わたくしも結婚しましたし、そろそろブリジットも結婚してほしいですわ」


お髪を整えてくれているブリジットに、わたくしはそう言います。


ブリジットも、もう二十四歳です。

今すぐに結婚しても晩婚です。

それなのにブリジットは、まだ婚約者探しさえ始めていません。


普通なら、お家が縁談をまとめます。

ですがオードラン家は、ブリジットの意思に任せてしまっています。


オードラン家がブリジットの意思を優先するのは、ブリジットが飛び抜けて優秀だからです。

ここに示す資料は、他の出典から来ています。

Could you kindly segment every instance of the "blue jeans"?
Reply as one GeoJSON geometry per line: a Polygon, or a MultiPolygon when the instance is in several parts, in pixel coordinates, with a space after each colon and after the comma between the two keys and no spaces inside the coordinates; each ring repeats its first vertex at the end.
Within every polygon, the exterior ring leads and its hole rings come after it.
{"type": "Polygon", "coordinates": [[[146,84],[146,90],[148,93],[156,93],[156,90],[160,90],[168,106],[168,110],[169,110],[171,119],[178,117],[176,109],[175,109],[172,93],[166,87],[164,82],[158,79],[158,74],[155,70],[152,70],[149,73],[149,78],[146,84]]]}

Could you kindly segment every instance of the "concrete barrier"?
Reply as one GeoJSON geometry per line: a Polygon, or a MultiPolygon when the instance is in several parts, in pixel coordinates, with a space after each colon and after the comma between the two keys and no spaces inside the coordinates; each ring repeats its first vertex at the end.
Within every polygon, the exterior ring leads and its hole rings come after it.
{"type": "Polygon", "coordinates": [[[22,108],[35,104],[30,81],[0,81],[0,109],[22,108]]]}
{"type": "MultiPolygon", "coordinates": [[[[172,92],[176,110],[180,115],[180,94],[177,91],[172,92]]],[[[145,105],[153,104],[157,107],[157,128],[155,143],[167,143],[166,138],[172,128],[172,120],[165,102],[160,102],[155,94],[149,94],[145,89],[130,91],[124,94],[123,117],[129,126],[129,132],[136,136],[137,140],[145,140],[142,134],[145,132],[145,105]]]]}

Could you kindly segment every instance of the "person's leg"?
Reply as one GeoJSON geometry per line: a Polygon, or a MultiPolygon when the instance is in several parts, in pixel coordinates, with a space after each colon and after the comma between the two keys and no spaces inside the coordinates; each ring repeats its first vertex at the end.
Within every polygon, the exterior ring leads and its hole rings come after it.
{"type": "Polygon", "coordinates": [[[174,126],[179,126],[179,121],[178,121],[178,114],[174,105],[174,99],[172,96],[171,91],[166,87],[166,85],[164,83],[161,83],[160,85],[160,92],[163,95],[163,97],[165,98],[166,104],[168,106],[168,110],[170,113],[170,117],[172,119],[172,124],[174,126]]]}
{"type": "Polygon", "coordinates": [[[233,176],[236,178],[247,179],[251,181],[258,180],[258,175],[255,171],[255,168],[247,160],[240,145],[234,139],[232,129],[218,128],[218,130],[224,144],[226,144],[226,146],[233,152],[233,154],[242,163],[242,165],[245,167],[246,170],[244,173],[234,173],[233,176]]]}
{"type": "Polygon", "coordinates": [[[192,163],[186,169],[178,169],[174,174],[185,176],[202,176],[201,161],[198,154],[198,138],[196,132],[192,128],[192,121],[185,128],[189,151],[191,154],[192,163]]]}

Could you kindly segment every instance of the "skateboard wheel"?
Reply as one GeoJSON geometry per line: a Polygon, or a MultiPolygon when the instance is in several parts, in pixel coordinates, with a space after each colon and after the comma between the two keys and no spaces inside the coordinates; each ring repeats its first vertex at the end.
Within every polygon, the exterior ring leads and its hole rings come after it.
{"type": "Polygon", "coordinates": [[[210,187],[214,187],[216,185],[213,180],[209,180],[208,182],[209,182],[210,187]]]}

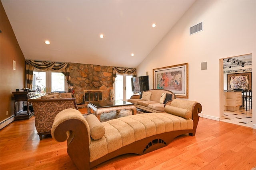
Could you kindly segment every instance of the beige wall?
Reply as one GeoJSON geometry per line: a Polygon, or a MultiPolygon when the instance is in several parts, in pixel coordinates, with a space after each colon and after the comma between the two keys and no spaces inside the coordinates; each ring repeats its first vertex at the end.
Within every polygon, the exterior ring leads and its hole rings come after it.
{"type": "Polygon", "coordinates": [[[0,2],[0,122],[14,115],[12,94],[25,87],[25,58],[0,2]],[[12,61],[16,70],[12,69],[12,61]],[[6,111],[8,115],[6,115],[6,111]]]}
{"type": "MultiPolygon", "coordinates": [[[[188,99],[202,104],[204,117],[219,120],[223,88],[220,59],[251,53],[256,70],[256,6],[255,1],[196,1],[137,68],[137,75],[148,72],[152,88],[153,69],[188,63],[188,99]],[[189,27],[202,21],[203,31],[190,36],[189,27]],[[201,70],[206,61],[208,69],[201,70]]],[[[256,89],[256,73],[252,76],[256,89]]],[[[256,128],[256,116],[253,123],[256,128]]]]}

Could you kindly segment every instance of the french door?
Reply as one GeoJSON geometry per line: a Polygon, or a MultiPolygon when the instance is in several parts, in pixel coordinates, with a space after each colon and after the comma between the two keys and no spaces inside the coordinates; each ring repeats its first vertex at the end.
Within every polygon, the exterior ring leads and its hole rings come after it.
{"type": "Polygon", "coordinates": [[[34,70],[32,90],[36,95],[67,91],[68,84],[61,72],[34,70]]]}
{"type": "Polygon", "coordinates": [[[116,75],[114,83],[115,100],[127,101],[133,95],[132,91],[132,77],[131,75],[116,75]]]}

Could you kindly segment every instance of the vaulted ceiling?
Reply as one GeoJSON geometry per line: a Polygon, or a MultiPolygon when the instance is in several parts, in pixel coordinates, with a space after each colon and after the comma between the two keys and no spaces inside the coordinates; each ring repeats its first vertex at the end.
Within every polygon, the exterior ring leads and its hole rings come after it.
{"type": "Polygon", "coordinates": [[[26,59],[136,68],[195,0],[1,2],[26,59]]]}

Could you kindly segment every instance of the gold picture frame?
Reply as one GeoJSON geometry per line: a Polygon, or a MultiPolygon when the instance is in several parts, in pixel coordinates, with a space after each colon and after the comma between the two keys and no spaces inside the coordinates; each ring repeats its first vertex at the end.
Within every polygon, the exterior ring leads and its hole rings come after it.
{"type": "Polygon", "coordinates": [[[178,98],[188,98],[188,63],[153,69],[153,88],[171,91],[178,98]]]}
{"type": "Polygon", "coordinates": [[[227,74],[227,89],[252,89],[252,72],[227,74]]]}

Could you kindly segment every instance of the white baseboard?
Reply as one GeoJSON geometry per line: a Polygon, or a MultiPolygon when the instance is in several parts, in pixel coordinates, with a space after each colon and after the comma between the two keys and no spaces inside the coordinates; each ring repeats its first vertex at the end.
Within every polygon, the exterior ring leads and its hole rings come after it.
{"type": "Polygon", "coordinates": [[[214,116],[210,116],[210,115],[203,115],[203,117],[204,118],[209,119],[212,120],[216,120],[217,121],[220,121],[220,117],[215,117],[214,116]]]}
{"type": "Polygon", "coordinates": [[[0,129],[9,125],[14,121],[14,115],[8,117],[0,122],[0,129]]]}

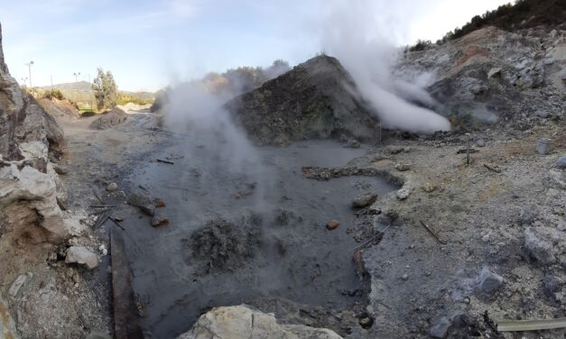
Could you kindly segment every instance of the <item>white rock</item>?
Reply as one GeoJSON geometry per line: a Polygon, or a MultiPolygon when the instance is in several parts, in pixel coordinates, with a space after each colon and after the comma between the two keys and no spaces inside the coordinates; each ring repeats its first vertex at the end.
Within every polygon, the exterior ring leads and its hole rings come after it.
{"type": "Polygon", "coordinates": [[[252,310],[245,305],[215,307],[200,316],[192,329],[177,339],[248,338],[248,339],[340,339],[326,328],[303,325],[280,325],[269,313],[252,310]]]}
{"type": "Polygon", "coordinates": [[[20,289],[22,289],[22,286],[23,286],[23,284],[27,282],[27,274],[22,274],[18,276],[18,278],[16,278],[10,286],[10,289],[8,289],[8,295],[12,298],[15,298],[15,296],[18,295],[20,289]]]}
{"type": "Polygon", "coordinates": [[[98,258],[86,247],[70,246],[67,249],[65,262],[82,264],[92,270],[98,266],[98,258]]]}

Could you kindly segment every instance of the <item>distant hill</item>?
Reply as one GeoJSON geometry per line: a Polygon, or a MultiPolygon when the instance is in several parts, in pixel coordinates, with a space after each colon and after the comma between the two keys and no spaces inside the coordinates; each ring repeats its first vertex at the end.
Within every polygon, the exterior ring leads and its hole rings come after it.
{"type": "Polygon", "coordinates": [[[566,28],[566,0],[516,0],[515,5],[503,5],[474,16],[462,28],[449,32],[441,41],[458,39],[487,26],[514,31],[540,25],[566,28]]]}
{"type": "MultiPolygon", "coordinates": [[[[51,88],[59,89],[66,98],[78,103],[95,101],[94,93],[92,92],[92,84],[88,81],[55,84],[52,87],[51,86],[44,86],[37,88],[42,90],[49,90],[51,88]]],[[[118,89],[118,94],[121,98],[123,98],[120,104],[135,102],[143,105],[144,103],[151,103],[155,99],[155,93],[153,92],[130,92],[118,89]]]]}

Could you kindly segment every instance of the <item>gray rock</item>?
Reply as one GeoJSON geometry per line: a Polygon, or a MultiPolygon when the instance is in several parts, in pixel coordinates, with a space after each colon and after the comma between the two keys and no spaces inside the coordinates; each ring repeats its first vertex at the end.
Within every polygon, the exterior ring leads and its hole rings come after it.
{"type": "Polygon", "coordinates": [[[406,188],[401,188],[401,189],[397,190],[397,192],[395,193],[395,195],[396,195],[396,197],[397,197],[397,198],[398,198],[399,200],[404,200],[404,199],[406,199],[407,197],[409,197],[409,194],[410,194],[410,193],[411,193],[411,192],[410,192],[408,189],[406,189],[406,188]]]}
{"type": "Polygon", "coordinates": [[[22,286],[23,286],[23,284],[27,282],[27,274],[19,275],[18,278],[14,280],[12,285],[10,285],[10,289],[8,289],[8,295],[12,298],[15,298],[15,296],[18,295],[20,289],[22,289],[22,286]]]}
{"type": "Polygon", "coordinates": [[[528,227],[524,230],[524,249],[543,265],[556,262],[558,246],[553,243],[560,240],[560,231],[550,227],[528,227]]]}
{"type": "Polygon", "coordinates": [[[107,190],[108,192],[114,192],[118,188],[118,185],[116,182],[113,182],[111,184],[109,184],[108,186],[107,186],[107,190]]]}
{"type": "Polygon", "coordinates": [[[545,155],[552,151],[553,143],[550,139],[541,139],[536,142],[536,152],[541,155],[545,155]]]}
{"type": "Polygon", "coordinates": [[[364,208],[375,203],[377,195],[375,193],[360,194],[356,197],[356,199],[352,202],[352,206],[355,208],[364,208]]]}
{"type": "Polygon", "coordinates": [[[152,204],[151,199],[145,194],[141,192],[135,192],[130,195],[128,203],[132,206],[138,207],[142,212],[150,216],[153,216],[155,214],[155,206],[152,204]]]}
{"type": "Polygon", "coordinates": [[[492,272],[487,267],[481,270],[479,274],[479,289],[486,292],[491,292],[503,285],[503,277],[492,272]]]}
{"type": "Polygon", "coordinates": [[[536,116],[541,117],[541,118],[547,118],[548,117],[548,112],[544,111],[544,110],[538,110],[535,113],[536,116]]]}
{"type": "Polygon", "coordinates": [[[450,327],[450,319],[446,316],[442,316],[434,322],[434,325],[431,327],[429,334],[433,338],[446,338],[448,329],[450,327]]]}
{"type": "Polygon", "coordinates": [[[86,247],[70,246],[67,249],[65,262],[85,265],[88,270],[92,270],[98,266],[98,258],[86,247]]]}
{"type": "Polygon", "coordinates": [[[537,215],[538,210],[535,206],[526,206],[521,209],[521,213],[519,214],[519,224],[531,224],[537,215]]]}

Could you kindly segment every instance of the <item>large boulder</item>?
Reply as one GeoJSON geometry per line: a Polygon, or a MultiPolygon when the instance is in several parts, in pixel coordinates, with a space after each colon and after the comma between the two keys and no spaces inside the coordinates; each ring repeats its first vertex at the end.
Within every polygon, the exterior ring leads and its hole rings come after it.
{"type": "Polygon", "coordinates": [[[10,76],[0,28],[0,231],[10,232],[3,241],[59,243],[76,226],[59,207],[63,192],[50,162],[62,146],[55,120],[10,76]]]}
{"type": "Polygon", "coordinates": [[[226,108],[258,144],[341,134],[370,140],[378,121],[338,60],[318,56],[237,96],[226,108]]]}
{"type": "Polygon", "coordinates": [[[281,325],[273,314],[253,310],[245,305],[212,308],[202,315],[192,329],[177,339],[340,339],[335,332],[302,325],[281,325]]]}

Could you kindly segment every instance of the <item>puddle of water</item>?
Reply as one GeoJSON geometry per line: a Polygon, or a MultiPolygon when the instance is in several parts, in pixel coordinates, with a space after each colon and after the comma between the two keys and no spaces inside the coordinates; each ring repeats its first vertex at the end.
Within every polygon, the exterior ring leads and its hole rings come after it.
{"type": "Polygon", "coordinates": [[[351,201],[362,192],[383,195],[394,188],[379,178],[306,179],[302,167],[344,165],[363,149],[328,141],[259,148],[261,164],[244,173],[218,163],[211,168],[199,156],[206,151],[186,141],[172,144],[159,154],[172,155],[174,165],[149,163],[129,179],[132,187],[142,184],[162,197],[167,206],[158,212],[170,219],[157,229],[145,216],[132,215],[125,221],[134,289],[142,301],[149,301],[142,320],[145,330],[154,337],[173,337],[210,307],[262,298],[335,309],[359,300],[348,296],[363,288],[352,262],[357,243],[346,233],[354,220],[351,201]],[[250,215],[255,223],[246,226],[241,220],[250,215]],[[213,257],[218,243],[196,248],[191,236],[218,217],[234,228],[247,228],[226,237],[234,243],[220,243],[227,249],[226,267],[211,268],[206,253],[213,257]],[[331,219],[340,226],[328,231],[331,219]],[[244,250],[234,254],[230,246],[244,250]]]}

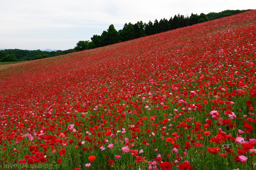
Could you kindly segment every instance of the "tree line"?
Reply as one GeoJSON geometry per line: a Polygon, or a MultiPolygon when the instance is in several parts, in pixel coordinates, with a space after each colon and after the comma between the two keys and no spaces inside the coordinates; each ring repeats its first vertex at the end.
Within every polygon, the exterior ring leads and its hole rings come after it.
{"type": "Polygon", "coordinates": [[[6,49],[0,51],[0,62],[29,61],[52,57],[75,51],[74,49],[51,52],[42,51],[40,50],[29,50],[6,49]]]}
{"type": "Polygon", "coordinates": [[[210,12],[206,14],[201,13],[199,15],[192,13],[189,17],[179,14],[175,15],[173,18],[171,17],[169,20],[164,18],[158,21],[156,19],[154,22],[149,21],[146,23],[140,21],[135,24],[125,23],[123,29],[118,31],[111,24],[107,31],[103,31],[100,36],[94,35],[91,38],[91,41],[80,41],[73,49],[51,52],[43,51],[40,50],[5,49],[0,51],[0,62],[36,60],[91,49],[191,26],[249,10],[228,10],[219,12],[210,12]]]}
{"type": "Polygon", "coordinates": [[[194,24],[220,18],[247,10],[226,10],[222,12],[210,12],[207,14],[201,13],[200,15],[191,13],[191,15],[175,16],[168,20],[165,18],[158,21],[156,19],[153,22],[149,21],[148,23],[141,21],[135,24],[129,22],[125,24],[124,28],[118,31],[115,29],[113,24],[108,29],[103,31],[101,35],[94,35],[91,38],[91,41],[80,41],[76,43],[74,49],[76,51],[103,47],[126,41],[149,36],[176,28],[191,26],[194,24]]]}

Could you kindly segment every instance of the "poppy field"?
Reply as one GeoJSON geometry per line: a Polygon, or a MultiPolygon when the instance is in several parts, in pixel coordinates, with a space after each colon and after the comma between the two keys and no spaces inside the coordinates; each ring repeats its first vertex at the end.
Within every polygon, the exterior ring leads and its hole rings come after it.
{"type": "Polygon", "coordinates": [[[256,11],[0,66],[0,169],[256,169],[256,11]]]}

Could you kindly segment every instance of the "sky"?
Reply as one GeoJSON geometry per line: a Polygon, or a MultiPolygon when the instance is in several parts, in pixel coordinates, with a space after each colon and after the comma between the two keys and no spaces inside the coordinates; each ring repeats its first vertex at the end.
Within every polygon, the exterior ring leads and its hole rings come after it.
{"type": "Polygon", "coordinates": [[[154,22],[180,13],[256,9],[255,0],[2,0],[0,49],[65,50],[113,24],[154,22]]]}

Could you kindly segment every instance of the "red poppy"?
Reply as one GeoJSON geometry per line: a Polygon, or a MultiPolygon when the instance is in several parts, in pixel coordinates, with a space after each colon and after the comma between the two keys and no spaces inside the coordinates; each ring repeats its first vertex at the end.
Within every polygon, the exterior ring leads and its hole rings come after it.
{"type": "Polygon", "coordinates": [[[45,163],[47,160],[44,157],[41,157],[39,159],[39,160],[40,160],[40,162],[43,163],[45,163]]]}
{"type": "Polygon", "coordinates": [[[90,156],[88,158],[88,159],[91,162],[93,162],[95,159],[96,159],[96,157],[94,156],[90,156]]]}
{"type": "Polygon", "coordinates": [[[59,163],[62,163],[62,159],[61,158],[59,158],[57,160],[58,162],[59,163]]]}
{"type": "Polygon", "coordinates": [[[163,170],[170,170],[171,164],[170,162],[164,162],[159,163],[159,166],[163,170]]]}
{"type": "Polygon", "coordinates": [[[61,157],[65,157],[64,153],[66,152],[66,149],[65,148],[62,148],[59,151],[59,154],[61,157]]]}
{"type": "Polygon", "coordinates": [[[115,164],[115,162],[112,159],[109,159],[108,162],[111,165],[114,165],[115,164]]]}
{"type": "Polygon", "coordinates": [[[170,137],[168,137],[166,138],[166,139],[165,140],[165,141],[166,141],[167,142],[169,142],[172,143],[172,144],[174,144],[174,141],[176,140],[176,138],[170,138],[170,137]]]}
{"type": "Polygon", "coordinates": [[[29,159],[31,157],[30,155],[29,154],[26,154],[24,156],[24,158],[26,159],[29,159]]]}
{"type": "Polygon", "coordinates": [[[164,105],[163,106],[163,110],[166,110],[169,109],[170,107],[168,106],[164,105]]]}

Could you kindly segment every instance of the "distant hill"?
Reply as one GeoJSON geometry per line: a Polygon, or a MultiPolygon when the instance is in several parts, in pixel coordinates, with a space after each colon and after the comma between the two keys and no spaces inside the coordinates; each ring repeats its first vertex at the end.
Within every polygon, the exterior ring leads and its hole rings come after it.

ブリジットは将来、使用人を率いる立場になる可能性が高いと評判です。

それほど優秀なら、お仕事が優先でも良いとお考えなのです。


それに、ブリジットを養女に迎えたあのお家は、養子への抵抗がとても低いのです。

後継者は養子でも良いとお考えです。


「私は結婚するつもりはありません。

奥様のお世話は、誰にも譲るつもりはありませんから」


肝心のブリジットは、こんな調子です。


「それなら大丈夫ですわ。

ブリジットさえ良ければ、ずっと側にいてほしいってわたくしは思いますもの。

それに、いずれわたくしもお子を産むと思いますわ。

そのときブリジットにもお子がいたら、わたくしのお子と遊ばせることも出来ると思いますの」


「……私が……奥様の……ママ友に……」


お髪をかす手が止まったブリジットは、雷に撃たれたようなお顔をしています。


「それに、お互いにお子を持ったら、子育ての悩みを相談することも出来ると思いますの。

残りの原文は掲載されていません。